A sad end for Peter Turnpu.

Peter died at 77. He served in Vietnam but died alone having left little behind to tell the story of his life. He had no surviving relatives. He had come to America from Estonia with his mother and in 1954 became a citizen. He was honorably discharged from the military after serving in Vietnam from 1964 to 1966. He was divorced 39 years ago.

Among the few possessions found in his Waterford home was a letter from the local Veterans Administration and immigration papers for him and his mother. Nothing was found more recent than 30 or 40 years ago. Sounds like a lonely end.
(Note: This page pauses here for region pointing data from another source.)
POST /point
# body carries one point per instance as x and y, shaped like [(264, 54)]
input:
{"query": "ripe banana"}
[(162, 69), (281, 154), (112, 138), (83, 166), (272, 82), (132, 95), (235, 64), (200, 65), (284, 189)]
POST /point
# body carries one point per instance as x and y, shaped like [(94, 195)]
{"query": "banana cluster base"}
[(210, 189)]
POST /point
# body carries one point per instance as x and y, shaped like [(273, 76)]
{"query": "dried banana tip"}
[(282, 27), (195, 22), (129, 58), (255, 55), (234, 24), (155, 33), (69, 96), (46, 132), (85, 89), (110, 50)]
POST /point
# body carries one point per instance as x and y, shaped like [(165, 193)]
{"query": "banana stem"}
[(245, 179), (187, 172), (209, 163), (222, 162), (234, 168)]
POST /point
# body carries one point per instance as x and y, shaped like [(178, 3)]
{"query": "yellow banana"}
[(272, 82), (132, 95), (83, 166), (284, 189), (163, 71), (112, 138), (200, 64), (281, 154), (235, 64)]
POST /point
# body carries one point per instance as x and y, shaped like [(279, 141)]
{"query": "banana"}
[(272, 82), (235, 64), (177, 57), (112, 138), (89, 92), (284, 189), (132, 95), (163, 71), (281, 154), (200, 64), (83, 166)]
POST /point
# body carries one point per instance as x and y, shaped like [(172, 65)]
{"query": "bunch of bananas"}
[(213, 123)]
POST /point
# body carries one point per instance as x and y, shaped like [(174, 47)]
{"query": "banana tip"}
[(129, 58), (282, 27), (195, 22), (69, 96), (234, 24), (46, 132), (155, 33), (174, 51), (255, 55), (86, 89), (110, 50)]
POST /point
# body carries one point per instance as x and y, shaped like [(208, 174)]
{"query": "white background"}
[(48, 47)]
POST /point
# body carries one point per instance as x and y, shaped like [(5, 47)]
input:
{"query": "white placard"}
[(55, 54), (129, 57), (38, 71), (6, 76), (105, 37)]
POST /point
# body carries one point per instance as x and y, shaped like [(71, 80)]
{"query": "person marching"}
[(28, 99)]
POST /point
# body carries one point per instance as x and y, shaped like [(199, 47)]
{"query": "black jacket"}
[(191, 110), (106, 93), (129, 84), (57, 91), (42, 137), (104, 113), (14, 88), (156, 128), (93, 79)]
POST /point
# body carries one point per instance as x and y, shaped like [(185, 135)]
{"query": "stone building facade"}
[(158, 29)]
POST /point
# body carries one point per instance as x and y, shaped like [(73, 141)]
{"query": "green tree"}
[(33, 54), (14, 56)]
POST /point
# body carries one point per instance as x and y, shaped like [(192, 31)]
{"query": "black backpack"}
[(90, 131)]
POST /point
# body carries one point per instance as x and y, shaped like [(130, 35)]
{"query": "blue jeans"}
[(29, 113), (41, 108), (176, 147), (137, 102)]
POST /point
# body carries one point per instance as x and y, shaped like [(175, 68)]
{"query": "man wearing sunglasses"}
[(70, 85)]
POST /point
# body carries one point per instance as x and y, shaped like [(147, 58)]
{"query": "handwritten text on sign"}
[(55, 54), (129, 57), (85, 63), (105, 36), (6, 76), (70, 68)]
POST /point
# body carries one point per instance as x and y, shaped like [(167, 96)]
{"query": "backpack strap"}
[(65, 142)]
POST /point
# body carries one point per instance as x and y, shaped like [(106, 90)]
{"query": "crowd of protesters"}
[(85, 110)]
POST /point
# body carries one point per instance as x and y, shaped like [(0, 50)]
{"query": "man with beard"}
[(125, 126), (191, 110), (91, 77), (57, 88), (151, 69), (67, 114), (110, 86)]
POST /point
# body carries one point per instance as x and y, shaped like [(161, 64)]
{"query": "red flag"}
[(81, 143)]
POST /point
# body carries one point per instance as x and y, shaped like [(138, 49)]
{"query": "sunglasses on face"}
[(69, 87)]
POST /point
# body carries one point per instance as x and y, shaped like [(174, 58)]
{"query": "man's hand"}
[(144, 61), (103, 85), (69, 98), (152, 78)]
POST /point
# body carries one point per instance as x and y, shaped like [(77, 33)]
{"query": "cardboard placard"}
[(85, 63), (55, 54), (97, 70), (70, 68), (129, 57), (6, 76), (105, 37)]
Because he was all alone in the world, his funeral was destined to be a near anonymous affair.

Enter Leroy Wooster, a funeral director who found out this man had no one, and faced the choice between leaving him at the Medical Examiners office to be buried in Potters Field, or he could donate his time, casket and everything else to see to it that he went to a veterans cemetery for a proper burial. Leroy couldn't let a veteran go like that. He stood up. He donated his time and inventory. He began a campaign for assistance. The VA promised to provide a military honor guard for the service and pay for a burial plot even though the government is currently shut down. An American Legion Post from Pine Hill was to participate in the service with the honor guard coming from Joint Base McGuire-Dix-Lakehurst. Wooster started a campaign to get mourners to attend even though they never met the man just so Turnpu wouldn't be laid to rest alone.

Camden County Freeholder Bill Moen spoke out on the situation, saying, "I don't know this gentleman's backstory. The effects of war or combat could have affected how this gentleman ended up in an unfortunate situation. But all of those things combined is why something like this is important for the community to give him a proper send off."

The services were to be held Friday. RIP Peter Turnpu. Thank you for your service.